KI, Kunst und Gesang mit Herndon und Dryhurst in K21  |  | in der Ausstellung „Holly Herndon & Mat Dryhurst. Starmirror“ | |
Für ihre aktuelle Schau „Starmirror“ in der Düsseldorfer Kunstsammlung Nordrhein-Westfalen haben Holly Herndon und Mat Dryhurst eine Klang- und Rauminstallation kreiert, in der sie erneut die Verbindungslinien von Kunst, Musik, maschinellem Lernen und experimentellen Organisationsformen in den Blick nehmen. In Zusammenarbeit mit dem Berliner Architekturbüro Sub verwandelten sie dazu die Ausstellungsräume von K21 in ein Trainingsgelände für die kollaborative Produktion von Musik und Kunst zwischen Mensch und Künstlicher Intelligenz. Ihre Arbeit „Starmirror“ dient dabei sowohl als Aufnahmestudio und Hörumgebung als auch als lebendiges Archiv, womit Herndon und Dryhurst die Verbindung von Gesang als kollektivem gemeinschaftlichem Musizieren zur kollektiven Natur von KI greifbar machen wollen.
So lädt das US-amerikanisch-englische, in Berlin lebende Duo Besucher*innen dazu ein, an mehreren Sonntagen mit lokal ansässigen Chören an öffentlichen Gesangsaufnahmen teilzunehmen.

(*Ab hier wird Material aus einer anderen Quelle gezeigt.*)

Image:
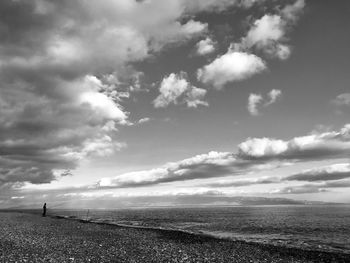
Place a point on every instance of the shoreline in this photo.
(200, 234)
(57, 238)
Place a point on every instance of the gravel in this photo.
(31, 238)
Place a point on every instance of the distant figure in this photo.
(44, 210)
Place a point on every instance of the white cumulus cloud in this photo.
(230, 67)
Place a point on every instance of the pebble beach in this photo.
(28, 237)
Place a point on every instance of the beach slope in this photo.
(31, 238)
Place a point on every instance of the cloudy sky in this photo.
(209, 99)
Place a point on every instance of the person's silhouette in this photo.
(44, 210)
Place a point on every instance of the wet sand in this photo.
(31, 238)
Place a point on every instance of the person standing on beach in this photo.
(44, 210)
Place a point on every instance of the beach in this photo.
(28, 237)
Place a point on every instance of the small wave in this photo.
(288, 241)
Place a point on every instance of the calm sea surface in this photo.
(325, 228)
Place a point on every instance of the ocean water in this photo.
(321, 228)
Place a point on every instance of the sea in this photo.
(311, 227)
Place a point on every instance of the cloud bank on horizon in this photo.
(71, 81)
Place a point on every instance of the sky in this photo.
(173, 102)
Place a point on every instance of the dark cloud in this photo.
(328, 173)
(63, 73)
(317, 146)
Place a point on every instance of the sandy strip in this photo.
(31, 238)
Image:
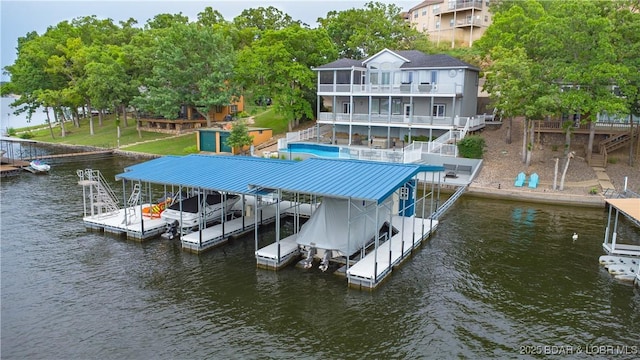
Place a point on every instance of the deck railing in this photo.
(392, 89)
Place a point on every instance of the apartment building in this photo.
(455, 22)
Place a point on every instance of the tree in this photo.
(361, 32)
(278, 66)
(568, 45)
(193, 66)
(239, 137)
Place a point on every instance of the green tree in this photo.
(193, 66)
(278, 65)
(361, 32)
(239, 137)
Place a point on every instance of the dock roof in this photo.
(362, 180)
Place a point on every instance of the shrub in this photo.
(26, 135)
(471, 147)
(191, 149)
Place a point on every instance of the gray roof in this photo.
(417, 59)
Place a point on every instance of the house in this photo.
(459, 22)
(396, 96)
(215, 140)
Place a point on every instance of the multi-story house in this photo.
(397, 95)
(458, 22)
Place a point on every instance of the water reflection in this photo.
(495, 276)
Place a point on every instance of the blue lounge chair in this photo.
(533, 181)
(520, 180)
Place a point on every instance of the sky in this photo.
(19, 17)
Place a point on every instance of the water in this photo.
(496, 277)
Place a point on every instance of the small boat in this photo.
(209, 210)
(39, 167)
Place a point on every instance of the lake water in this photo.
(497, 280)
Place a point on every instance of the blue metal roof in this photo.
(222, 173)
(363, 180)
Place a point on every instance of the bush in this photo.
(26, 135)
(191, 149)
(471, 147)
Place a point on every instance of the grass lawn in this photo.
(106, 136)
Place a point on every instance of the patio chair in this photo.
(520, 180)
(533, 181)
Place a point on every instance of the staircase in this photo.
(609, 145)
(103, 200)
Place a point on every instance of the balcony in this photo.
(396, 89)
(460, 5)
(444, 122)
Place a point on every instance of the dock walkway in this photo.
(369, 272)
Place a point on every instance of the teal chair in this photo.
(520, 180)
(533, 181)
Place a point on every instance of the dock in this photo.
(218, 234)
(376, 266)
(136, 227)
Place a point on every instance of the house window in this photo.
(404, 193)
(375, 106)
(374, 78)
(396, 106)
(384, 106)
(386, 78)
(407, 77)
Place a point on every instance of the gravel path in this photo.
(502, 162)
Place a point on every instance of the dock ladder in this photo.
(131, 203)
(103, 201)
(447, 204)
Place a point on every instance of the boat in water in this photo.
(192, 211)
(39, 166)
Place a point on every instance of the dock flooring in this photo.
(136, 228)
(370, 271)
(219, 234)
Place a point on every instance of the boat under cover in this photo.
(189, 213)
(333, 228)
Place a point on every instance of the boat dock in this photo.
(218, 234)
(364, 218)
(126, 222)
(374, 268)
(622, 259)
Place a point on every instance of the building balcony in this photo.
(469, 22)
(395, 89)
(395, 120)
(460, 5)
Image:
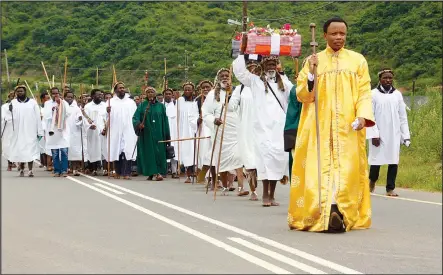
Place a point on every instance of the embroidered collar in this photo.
(382, 90)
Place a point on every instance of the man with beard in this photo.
(230, 158)
(345, 108)
(171, 113)
(94, 121)
(7, 129)
(271, 95)
(58, 134)
(77, 138)
(122, 135)
(27, 130)
(187, 120)
(242, 100)
(390, 130)
(204, 146)
(151, 123)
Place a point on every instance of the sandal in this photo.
(266, 203)
(391, 193)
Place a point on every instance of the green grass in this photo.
(420, 166)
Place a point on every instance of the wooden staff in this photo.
(46, 74)
(317, 125)
(183, 139)
(228, 92)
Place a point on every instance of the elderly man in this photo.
(390, 131)
(271, 95)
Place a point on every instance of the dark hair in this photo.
(42, 95)
(335, 19)
(55, 88)
(94, 91)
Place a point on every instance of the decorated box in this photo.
(268, 41)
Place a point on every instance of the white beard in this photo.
(271, 75)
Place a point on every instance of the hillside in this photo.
(137, 36)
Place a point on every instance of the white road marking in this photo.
(406, 199)
(246, 256)
(302, 254)
(277, 256)
(109, 189)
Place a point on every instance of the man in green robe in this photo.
(291, 125)
(152, 128)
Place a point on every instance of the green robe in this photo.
(151, 155)
(291, 125)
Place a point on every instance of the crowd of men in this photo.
(261, 130)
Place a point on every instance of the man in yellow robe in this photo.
(345, 108)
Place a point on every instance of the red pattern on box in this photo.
(289, 45)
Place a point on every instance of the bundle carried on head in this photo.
(268, 41)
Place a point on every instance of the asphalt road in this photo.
(101, 225)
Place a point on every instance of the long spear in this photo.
(317, 125)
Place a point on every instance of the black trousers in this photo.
(374, 172)
(123, 166)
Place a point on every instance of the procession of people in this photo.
(310, 132)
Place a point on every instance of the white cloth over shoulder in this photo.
(76, 131)
(123, 137)
(242, 100)
(230, 155)
(272, 160)
(27, 128)
(60, 139)
(7, 130)
(171, 113)
(391, 126)
(187, 117)
(95, 140)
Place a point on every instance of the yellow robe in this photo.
(344, 93)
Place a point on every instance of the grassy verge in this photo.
(420, 166)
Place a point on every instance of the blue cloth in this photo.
(60, 160)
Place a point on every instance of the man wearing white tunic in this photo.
(171, 113)
(94, 124)
(204, 146)
(27, 131)
(55, 116)
(243, 100)
(122, 134)
(390, 130)
(271, 96)
(7, 129)
(77, 139)
(230, 158)
(187, 119)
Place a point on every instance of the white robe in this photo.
(123, 137)
(60, 139)
(272, 161)
(244, 103)
(97, 148)
(75, 128)
(171, 113)
(391, 127)
(204, 146)
(7, 130)
(27, 128)
(187, 117)
(230, 158)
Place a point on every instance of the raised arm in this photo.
(241, 72)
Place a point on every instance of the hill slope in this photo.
(138, 35)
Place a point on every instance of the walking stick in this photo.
(317, 125)
(109, 140)
(228, 92)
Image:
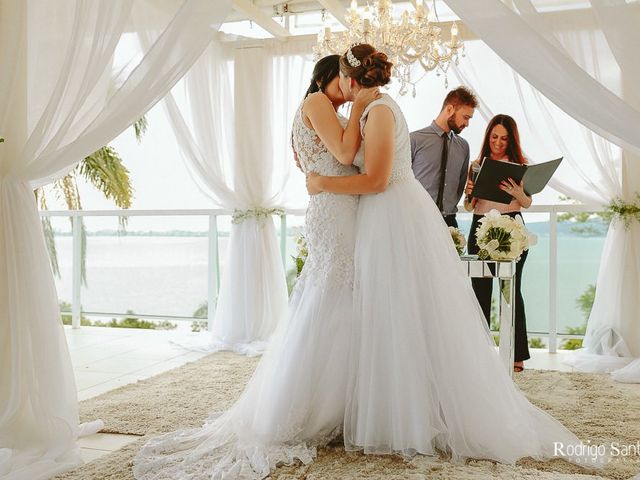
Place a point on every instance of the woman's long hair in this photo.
(514, 152)
(325, 70)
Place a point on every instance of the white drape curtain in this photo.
(71, 83)
(582, 62)
(232, 117)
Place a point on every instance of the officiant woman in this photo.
(501, 144)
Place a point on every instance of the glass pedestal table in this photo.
(505, 272)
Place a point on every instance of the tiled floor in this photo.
(108, 358)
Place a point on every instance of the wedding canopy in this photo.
(63, 95)
(61, 98)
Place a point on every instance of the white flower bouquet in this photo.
(458, 239)
(501, 237)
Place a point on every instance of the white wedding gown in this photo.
(295, 400)
(424, 372)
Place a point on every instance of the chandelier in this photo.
(413, 39)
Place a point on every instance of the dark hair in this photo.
(374, 69)
(325, 70)
(514, 152)
(460, 96)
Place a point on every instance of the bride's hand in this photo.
(312, 183)
(365, 96)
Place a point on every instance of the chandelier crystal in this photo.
(414, 38)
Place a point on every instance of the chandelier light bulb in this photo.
(410, 40)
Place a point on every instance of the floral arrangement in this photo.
(501, 237)
(259, 213)
(301, 255)
(458, 239)
(624, 212)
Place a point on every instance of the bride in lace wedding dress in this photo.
(424, 374)
(295, 400)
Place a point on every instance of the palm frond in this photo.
(140, 127)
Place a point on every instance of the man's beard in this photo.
(455, 128)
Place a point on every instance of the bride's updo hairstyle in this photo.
(325, 70)
(366, 65)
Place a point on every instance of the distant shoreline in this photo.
(590, 229)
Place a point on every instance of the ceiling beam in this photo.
(246, 7)
(335, 8)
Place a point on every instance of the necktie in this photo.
(443, 170)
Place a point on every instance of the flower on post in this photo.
(458, 239)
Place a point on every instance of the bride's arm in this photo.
(342, 143)
(378, 158)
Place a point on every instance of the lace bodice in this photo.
(330, 219)
(401, 169)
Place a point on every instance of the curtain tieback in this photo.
(259, 213)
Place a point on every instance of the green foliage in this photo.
(625, 212)
(201, 312)
(105, 171)
(292, 277)
(140, 127)
(127, 322)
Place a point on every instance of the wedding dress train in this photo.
(295, 400)
(424, 373)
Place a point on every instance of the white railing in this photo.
(214, 263)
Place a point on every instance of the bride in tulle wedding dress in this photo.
(423, 371)
(296, 399)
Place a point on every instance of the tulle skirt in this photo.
(294, 402)
(424, 371)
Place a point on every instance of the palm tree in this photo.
(105, 171)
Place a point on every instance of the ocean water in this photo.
(158, 275)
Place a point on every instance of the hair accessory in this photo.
(351, 58)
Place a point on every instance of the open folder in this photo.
(493, 172)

Im Wechselspiel von Ruf und Antwort werden hierbei Gestänge aus einem eigens für dieses Projekt entwickelten Gesangsbuch aufgeführt, das auf dem geistlichen Moralitätenspiel „Ordo virtutum“ der heiligen Hildegard von Bingen basiert. Die Benediktineräbtissin und Universalgelehrte des 12. Jahrhunderts thematisierte darin die Wahl der Seele zwischen dem Guten und dem Bösen. Bereits in der ersten Phase des Projekts haben Holly Herndon und Mat Dryhurst im Berliner KW Institute for Contemporary Art Aufnahmen aus Performances mit Besucher*innen gesammelt und nach Ausstellungsende im Januar in den Trainingskorpus des KI-Modells integriert. Diese Gesänge bilden die Grundlage für den KI-Chor, der neben einer Auswahl früherer kollektiver Gesangsprojekte in K21 jetzt erstmals zu hören ist.
Für die Schau hat Kuratorin Agnieszka Skolimowska weitere Arbeiten von Holly Herndon und Mat Dryhurst ausgewählt, die ebenfalls die Auswirkungen Künstlicher Intelligenz und die damit verbundenen aktuellen gesellschaftlichen Fragen untersuchen. So basiert „Arboretum“ aus dem Jahr 2025 auf dem Bildmodell „Public Diffusion“, das mit gemeinfreien Daten trainiert wurde und daher auf einer rechtlich unbedenklichen Datenbasis beruht. Mit Hilfe der „Starmirror“-App können Besucher*innen den Bilddatensatz von „Public Diffusion“ aktiv mit eigenem Bildmaterial ergänzen. Herndon und Dryhurst bauen hiermit ein öffentliches KI-Protokoll auf, in dem sowohl menschliche Stimmen, Bilddaten, technische Systeme und maschinelle Prozesse miteinander interagieren, und machen KI als einen kollektiven Prozess erfahrbar, der auf der Partizipation vieler beruht. „Wir wollen nicht nur eine neue Art von Ausstellung präsentieren, sondern auch eine Infrastruktur – ein offenes Protokoll – bereitstellen, das andere in Zukunft nutzen können“, formuliert das Duo seinen Anspruch an die Schau.
Die Ausstellung „Holly Herndon & Mat Dryhurst. Starmirror“ ist bis zum 11. Oktober zu sehen. K21 hat täglich außer montags von 11 bis 18 Uhr, an jedem ersten Mittwoch im Monat bis 22 Uhr geöffnet. Der Eintrittspreis beträgt 14 Euro, ermäßigt 12 Euro; für Kinder und Jugendliche bis einschließlich 17 Jahre ist er frei. Die Ausstellung wird von zahlreichen Workshops und Führungen begleitet.